BAD gardening joke. Very bad. This weekend I spent the entire daylight hours basking in the warmth of the KY springtime and planting my new raised flower bed with colorful perennials. The result of ice storms recently is that my garden is graced with some unexpected sunshine, so I had a raised bed added to my yard so I could have some plants that thrived in sun and not shade. The joke is that the soil (supposedly top soil for which I paid a premium) is really clay-hard blue clay the likes of which one makes bricks or vessels, but not likely to grow anything at all.

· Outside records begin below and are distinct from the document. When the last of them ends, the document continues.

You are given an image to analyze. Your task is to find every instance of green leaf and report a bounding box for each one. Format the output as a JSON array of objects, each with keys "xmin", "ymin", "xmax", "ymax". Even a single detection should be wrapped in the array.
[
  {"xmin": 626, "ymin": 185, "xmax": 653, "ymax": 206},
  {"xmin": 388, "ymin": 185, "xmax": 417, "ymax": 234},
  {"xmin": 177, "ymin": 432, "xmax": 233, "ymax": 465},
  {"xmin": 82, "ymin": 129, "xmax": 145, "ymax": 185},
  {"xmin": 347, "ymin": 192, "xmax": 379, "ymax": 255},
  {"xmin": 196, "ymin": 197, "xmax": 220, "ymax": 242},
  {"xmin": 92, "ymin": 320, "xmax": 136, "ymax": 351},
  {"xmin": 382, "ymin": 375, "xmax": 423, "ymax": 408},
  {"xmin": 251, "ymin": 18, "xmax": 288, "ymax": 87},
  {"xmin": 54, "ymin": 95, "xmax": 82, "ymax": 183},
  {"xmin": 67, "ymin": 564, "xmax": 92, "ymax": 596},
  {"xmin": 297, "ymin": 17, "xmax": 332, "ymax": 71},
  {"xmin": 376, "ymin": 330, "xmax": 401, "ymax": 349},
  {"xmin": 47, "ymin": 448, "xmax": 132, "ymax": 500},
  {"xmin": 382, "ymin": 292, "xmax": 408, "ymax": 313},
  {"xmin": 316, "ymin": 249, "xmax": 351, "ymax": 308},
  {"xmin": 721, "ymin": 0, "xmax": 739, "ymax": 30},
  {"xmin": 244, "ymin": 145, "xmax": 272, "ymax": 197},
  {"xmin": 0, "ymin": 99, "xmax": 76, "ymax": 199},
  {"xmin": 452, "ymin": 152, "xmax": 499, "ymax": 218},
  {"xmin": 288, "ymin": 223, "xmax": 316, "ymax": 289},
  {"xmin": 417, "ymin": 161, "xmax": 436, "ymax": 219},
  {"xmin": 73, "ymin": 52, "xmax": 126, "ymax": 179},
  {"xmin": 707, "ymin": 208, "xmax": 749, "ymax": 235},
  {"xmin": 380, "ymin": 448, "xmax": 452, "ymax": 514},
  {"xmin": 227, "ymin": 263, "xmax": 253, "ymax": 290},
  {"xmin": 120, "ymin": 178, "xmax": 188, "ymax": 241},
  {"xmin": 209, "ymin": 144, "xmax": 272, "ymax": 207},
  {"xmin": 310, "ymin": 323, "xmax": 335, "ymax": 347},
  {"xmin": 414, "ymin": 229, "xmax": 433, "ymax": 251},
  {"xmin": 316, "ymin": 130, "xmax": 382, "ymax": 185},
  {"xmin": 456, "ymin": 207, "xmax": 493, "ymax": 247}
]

If I had had a potter’s wheel I could have been creative in the garden.
So, I dug holes and used potting soil hoping that at least the newly planted plants could thrive and that I am set out to change the composition of this hard blue clay. As I was sweating and toiling to try and fix this problem I realized that, not unlike marketing, without a good foundation (targets, messaging, differentiating factors), the basis of a solid strategic marketing plan, like a good garden spot, without the foundation, it is hard to grow and prosper. And both for the garden and the business, if you have a lousy base, then it is hard to get the growth that is expected, long term. You can do quick fixes, but, unless you really look at the base cause, the foundation, you can create fixes, but not long term solutions.
Hopefully, with one hole at a time replacing clay with potting soil and sand and peat moss, the clay will succumb to acting like soil and not clay. For marketing, taking one hole at a time and fixing it will also work, but not as well as starting with a good foundation and building upon that.